Ahilya Rangnekar fought for people’s causes

April 20, 2009 12:00 am | Updated November 18, 2016 08:58 pm IST

Parvathi Menon

An inspirational Communist leader and doer till the end

Ahilya Rangnekar, inspirational Communist leader and one of the last surviving members of the generation that participated in the freedom movement, died in the early hours of April 19 in her home on Bhao Daji Road in Mumbai. She was 87.

A former member of the Central Committee of the Communist Party of India (Marxist), founder-member of the All India Democratic Women’s Association, corporator of the Bombay Municipal Corporation for 19 years from 1961 and CPI(M) member of Parliament elected from Bombay North Central in 1977, the diminutive and doughty Ahilyatai was an activist and doer till the end.

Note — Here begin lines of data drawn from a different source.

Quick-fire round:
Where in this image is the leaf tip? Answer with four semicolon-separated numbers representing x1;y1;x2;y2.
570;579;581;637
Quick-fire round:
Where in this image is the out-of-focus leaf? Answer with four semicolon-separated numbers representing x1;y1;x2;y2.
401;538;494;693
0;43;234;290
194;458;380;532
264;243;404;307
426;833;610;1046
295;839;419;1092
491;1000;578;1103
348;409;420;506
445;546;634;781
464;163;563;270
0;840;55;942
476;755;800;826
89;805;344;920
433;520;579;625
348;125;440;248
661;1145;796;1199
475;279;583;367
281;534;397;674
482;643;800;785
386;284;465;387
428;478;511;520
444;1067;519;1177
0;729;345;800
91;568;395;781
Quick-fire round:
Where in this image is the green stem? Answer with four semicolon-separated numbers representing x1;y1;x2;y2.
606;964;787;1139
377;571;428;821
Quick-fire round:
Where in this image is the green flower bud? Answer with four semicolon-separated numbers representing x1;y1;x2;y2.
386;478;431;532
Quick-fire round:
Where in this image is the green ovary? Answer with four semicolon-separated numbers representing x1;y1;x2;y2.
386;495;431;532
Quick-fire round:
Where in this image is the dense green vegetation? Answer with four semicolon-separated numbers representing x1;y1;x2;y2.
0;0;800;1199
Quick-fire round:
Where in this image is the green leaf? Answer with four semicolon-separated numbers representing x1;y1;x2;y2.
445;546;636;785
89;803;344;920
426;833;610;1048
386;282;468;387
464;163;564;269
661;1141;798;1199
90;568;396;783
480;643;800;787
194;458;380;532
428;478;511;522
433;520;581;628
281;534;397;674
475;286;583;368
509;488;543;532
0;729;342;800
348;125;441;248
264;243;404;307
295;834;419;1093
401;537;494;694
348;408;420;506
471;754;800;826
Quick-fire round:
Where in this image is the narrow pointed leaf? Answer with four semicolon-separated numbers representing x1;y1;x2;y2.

She was a much-loved fighter for people’s causes in Mumbai and Maharashtra, and a public figure who commanded respect across the political spectrum.

Born in 1922 in Pune as the youngest of eight children, Ahilya grew up in a household that was steeped in the progressive ideas of Maharashtra’s leading social reformers. She was a brilliant student and sportsperson. As a 20-year-old, Ahilya led her first political struggle soon after the arrest of Mahatma Gandhi in August 1942 and the death of his secretary Mahadev Desai. She was arrested and jailed in Pune. Early in her life she came under the political influence of her elder brother B.T. Ranadive, who later became a leading figure of the working class and the Communist movement in the country.

Ahilya joined the Communist Party soon after she graduated in 1943, and became active in the Girni Kamgar Union in Bombay, participating in major struggles such as the general strike in support of the mutiny by the Royal Indian Navy ratings in 1946. Along with other women activists, she founded the Parel Mahila Sangh in 1943, which became the hub of the progressive women’s movement in Maharashtra.

Following Independence, Ahilya was among the leaders of the struggle in support of the Hindu Code Bill of 1950, a movement spearheaded by Babasaheb Ambedkar and vehemently opposed by M.S. Golwalkar and others of the Rashtriya Swayamsevak Sangh. She was renowned also for her fearless participation in the Samyukta Maharashtra movement that started in 1950, a role that prompted Acharya Atrey, the leading Marathi poet and writer, to refer to her as “Ranaragini Ahilya” in a poem.

Dynamic corporator

Those who know Mumbai will remember her as a dynamic corporator who (in collaboration with socialist leader Mrinal Gore) worked untiringly to improve civic amenities for the city’s poor and deprived. In a biographical interview with me in 1998, she described her work as a corporator thus: “I had connections in different areas and worked among the poorest people — slum dwellers and shantytown dwellers, contract workers, anganwadi workers and home-based workers, women who worked at home for no wages. We fought for the rights of women, fought for better water supply, fought for the rights of hutment dwellers and so on.”

Despite frail health and failing eyesight in her last years, Ahilyatai continued to remain active and engaged with politics and people.

Her last public appearance was on March 8, 2008, when she spoke at a women’s convention on the occasion of Women’s Day.

Ahilyatai is survived by her two sons, Ajit and Abhay Rangnekar.

The funeral will be held on April 20.